洛君薇正要說話,卻聽到一道高聲,轉頭一看,洛君成正站在於後院拱門下張望,一身玄衣飄飄。 洛君薇聞言一驚,當即顧不得商議進宮之事,對身旁的武曌低聲道:“二孃,快些隨我去見老祖宗。”
洛蘇來了公主府,那便不存在什麼某些人躲起來不能見的道理,就像是聖旨來了府中,所有人都要拜見。
那位國師來了公主府,武曌先是一愣,而後忍不住戰慄起來。
二人提着裙襬快速奔向前堂,洛君成見到武曌也在,“老祖宗讓府中所有侍女都到前院去,讓他看罷之後再說,武家娘子不要害怕,老祖宗很和善。”
武曌本來只是激動,聽他這麼一說,倒是有些擔心了,“妾身明白,多謝大公子。”
洛君成又道:“姐姐,此番老祖宗前來府中是突然決定的,我也不知道爲什麼。”
洛君薇一凜,老祖宗一般不會這麼突然做事,說明真的有什麼事,這是在找誰?
三人匆匆往前堂而去,裙襬飛舞。
公主府前院中,府中侍女已經全部過了一遍,現在已經散去。
洛君卓跟着洛蘇來到了公主府,晉王李治、晉陽公主李明達跟着洛君卓而來,此刻正悄悄的左右瞅着,洛蘇的目光落下來,便坐直身子,如同被抓的學生,裝作不曾動過。

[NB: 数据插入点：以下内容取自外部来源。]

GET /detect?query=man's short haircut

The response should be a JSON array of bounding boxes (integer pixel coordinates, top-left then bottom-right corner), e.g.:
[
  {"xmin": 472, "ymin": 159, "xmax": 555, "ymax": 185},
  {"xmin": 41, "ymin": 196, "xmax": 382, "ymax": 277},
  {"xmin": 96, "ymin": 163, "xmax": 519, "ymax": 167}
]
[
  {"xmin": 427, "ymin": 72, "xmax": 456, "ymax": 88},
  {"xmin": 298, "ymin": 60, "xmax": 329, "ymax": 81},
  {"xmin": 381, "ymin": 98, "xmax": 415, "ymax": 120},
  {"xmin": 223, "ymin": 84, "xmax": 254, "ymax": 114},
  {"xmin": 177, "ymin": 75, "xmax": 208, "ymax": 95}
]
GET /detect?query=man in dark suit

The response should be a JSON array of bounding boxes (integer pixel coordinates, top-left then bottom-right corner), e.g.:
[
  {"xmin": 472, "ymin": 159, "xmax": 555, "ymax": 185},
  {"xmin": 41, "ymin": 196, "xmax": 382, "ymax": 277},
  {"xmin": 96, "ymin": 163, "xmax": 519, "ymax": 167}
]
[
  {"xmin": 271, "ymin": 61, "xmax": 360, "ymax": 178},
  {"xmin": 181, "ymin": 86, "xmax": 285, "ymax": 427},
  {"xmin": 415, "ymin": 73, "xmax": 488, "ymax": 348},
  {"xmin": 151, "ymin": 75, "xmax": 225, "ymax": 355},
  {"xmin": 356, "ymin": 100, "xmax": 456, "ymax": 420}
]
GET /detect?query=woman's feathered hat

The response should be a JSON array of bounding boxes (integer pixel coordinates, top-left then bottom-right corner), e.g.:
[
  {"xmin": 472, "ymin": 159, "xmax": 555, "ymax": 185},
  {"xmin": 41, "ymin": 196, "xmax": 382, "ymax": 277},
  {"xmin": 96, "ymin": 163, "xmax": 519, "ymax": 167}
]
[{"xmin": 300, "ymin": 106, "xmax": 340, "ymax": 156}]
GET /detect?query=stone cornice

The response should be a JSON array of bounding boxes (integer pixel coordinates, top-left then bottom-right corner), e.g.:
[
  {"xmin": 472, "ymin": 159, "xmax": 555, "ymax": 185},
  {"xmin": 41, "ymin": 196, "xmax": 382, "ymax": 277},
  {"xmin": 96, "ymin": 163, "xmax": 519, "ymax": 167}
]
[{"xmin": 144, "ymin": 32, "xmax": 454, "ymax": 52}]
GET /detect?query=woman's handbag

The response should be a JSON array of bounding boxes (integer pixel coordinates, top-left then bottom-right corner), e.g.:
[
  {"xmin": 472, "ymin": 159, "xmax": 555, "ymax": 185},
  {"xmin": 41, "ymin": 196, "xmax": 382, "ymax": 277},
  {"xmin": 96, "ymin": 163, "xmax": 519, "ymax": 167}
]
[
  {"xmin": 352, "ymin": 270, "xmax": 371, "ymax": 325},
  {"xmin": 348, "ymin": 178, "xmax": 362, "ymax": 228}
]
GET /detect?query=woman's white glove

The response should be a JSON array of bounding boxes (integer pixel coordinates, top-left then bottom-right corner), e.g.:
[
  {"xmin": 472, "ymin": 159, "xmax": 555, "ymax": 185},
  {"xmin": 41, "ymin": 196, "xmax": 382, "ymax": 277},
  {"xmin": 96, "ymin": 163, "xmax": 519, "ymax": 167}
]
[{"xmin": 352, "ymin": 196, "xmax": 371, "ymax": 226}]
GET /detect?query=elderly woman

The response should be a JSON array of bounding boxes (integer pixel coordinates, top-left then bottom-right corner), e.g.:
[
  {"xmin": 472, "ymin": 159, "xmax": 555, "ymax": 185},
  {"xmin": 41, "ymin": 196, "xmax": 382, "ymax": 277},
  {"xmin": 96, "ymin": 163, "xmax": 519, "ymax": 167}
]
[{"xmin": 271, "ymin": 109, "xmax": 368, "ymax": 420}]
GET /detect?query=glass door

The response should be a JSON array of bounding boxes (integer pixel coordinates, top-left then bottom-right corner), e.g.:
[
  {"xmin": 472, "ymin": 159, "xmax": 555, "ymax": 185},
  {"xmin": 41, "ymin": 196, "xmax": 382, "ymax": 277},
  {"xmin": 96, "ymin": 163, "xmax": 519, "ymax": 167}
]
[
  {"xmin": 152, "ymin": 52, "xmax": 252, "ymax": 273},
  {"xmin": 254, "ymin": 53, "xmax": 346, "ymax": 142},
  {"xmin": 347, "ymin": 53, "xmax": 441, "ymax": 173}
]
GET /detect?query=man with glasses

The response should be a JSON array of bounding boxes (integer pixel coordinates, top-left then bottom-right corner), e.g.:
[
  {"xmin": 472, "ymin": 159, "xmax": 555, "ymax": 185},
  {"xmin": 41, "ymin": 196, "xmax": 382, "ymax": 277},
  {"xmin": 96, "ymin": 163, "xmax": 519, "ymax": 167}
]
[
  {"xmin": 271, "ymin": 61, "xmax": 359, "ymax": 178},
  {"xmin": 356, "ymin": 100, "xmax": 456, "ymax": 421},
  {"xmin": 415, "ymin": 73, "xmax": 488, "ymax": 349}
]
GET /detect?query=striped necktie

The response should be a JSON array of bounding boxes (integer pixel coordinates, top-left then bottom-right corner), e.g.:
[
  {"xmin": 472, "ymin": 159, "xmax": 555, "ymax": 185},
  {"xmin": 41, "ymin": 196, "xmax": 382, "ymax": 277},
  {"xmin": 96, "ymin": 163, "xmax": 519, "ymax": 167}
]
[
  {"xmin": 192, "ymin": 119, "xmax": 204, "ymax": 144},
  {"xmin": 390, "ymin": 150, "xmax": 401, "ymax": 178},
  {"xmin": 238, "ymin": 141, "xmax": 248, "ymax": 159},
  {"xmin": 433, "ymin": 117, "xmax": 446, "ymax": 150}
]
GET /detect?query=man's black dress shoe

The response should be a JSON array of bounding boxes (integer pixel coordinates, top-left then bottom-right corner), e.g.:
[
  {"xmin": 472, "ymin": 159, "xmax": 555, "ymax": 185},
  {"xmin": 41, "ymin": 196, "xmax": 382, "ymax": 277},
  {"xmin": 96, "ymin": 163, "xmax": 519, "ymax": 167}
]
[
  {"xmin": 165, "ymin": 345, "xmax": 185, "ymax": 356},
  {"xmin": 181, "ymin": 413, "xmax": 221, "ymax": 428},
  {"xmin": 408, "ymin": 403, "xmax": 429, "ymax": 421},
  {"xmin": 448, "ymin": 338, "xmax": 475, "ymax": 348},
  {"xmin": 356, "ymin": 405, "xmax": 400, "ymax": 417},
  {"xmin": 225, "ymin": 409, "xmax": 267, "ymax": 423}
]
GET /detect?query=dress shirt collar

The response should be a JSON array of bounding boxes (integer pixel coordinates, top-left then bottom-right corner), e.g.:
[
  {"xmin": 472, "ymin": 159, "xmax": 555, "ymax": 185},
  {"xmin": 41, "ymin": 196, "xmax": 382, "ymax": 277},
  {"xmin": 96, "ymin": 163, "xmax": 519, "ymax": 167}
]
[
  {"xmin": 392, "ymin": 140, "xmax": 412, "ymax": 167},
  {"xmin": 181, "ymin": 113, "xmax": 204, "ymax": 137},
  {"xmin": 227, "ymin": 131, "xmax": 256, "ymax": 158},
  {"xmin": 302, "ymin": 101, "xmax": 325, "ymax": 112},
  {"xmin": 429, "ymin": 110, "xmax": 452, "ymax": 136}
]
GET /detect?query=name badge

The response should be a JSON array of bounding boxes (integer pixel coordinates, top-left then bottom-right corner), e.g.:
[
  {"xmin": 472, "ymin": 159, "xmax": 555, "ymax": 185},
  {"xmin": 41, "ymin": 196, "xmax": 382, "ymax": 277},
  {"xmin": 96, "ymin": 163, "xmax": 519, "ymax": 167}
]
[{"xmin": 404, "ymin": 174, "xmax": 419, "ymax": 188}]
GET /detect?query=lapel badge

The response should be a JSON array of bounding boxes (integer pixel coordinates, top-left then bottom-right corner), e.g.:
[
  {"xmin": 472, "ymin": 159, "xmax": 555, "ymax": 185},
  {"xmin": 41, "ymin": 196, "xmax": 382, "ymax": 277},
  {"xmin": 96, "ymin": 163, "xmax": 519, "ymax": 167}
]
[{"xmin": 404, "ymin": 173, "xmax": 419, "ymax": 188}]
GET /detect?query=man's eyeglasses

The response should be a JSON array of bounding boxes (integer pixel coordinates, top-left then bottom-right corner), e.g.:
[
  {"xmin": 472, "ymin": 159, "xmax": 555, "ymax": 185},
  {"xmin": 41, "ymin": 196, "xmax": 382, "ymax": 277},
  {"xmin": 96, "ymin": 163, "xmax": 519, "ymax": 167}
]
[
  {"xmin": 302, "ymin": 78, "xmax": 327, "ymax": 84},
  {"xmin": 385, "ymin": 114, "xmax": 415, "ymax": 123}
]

洛蘇手中輕輕搓捻着一塊美玉,他自覺腦海中,隔着一層薄紗,他覺得自己已經快要解開素王留下的讖言了。
對於他而言,這世上再也沒有比素王讖言更加重要的事。
現在的洛蘇和洛氏,是有一點點不一樣的。
洛蘇是真正受到姬昭影響的人。
他因爲姬昭而重生,從身體到靈魂,都由姬昭而塑造,在洛氏中,就算是姬昭的兒子也不能和他相提並論。
而洛氏,甚至就連姬昭都有幾百年不曾感應到了。
而且洛蘇是一個真正的古代人,他的思想中,沒有洛氏這千百年來所發展出來的東西。
他的道德觀念等等,都和現在很不一樣,即便是他以超絕的天姿模仿這個時代的人,但終究從根基中,就是不同的。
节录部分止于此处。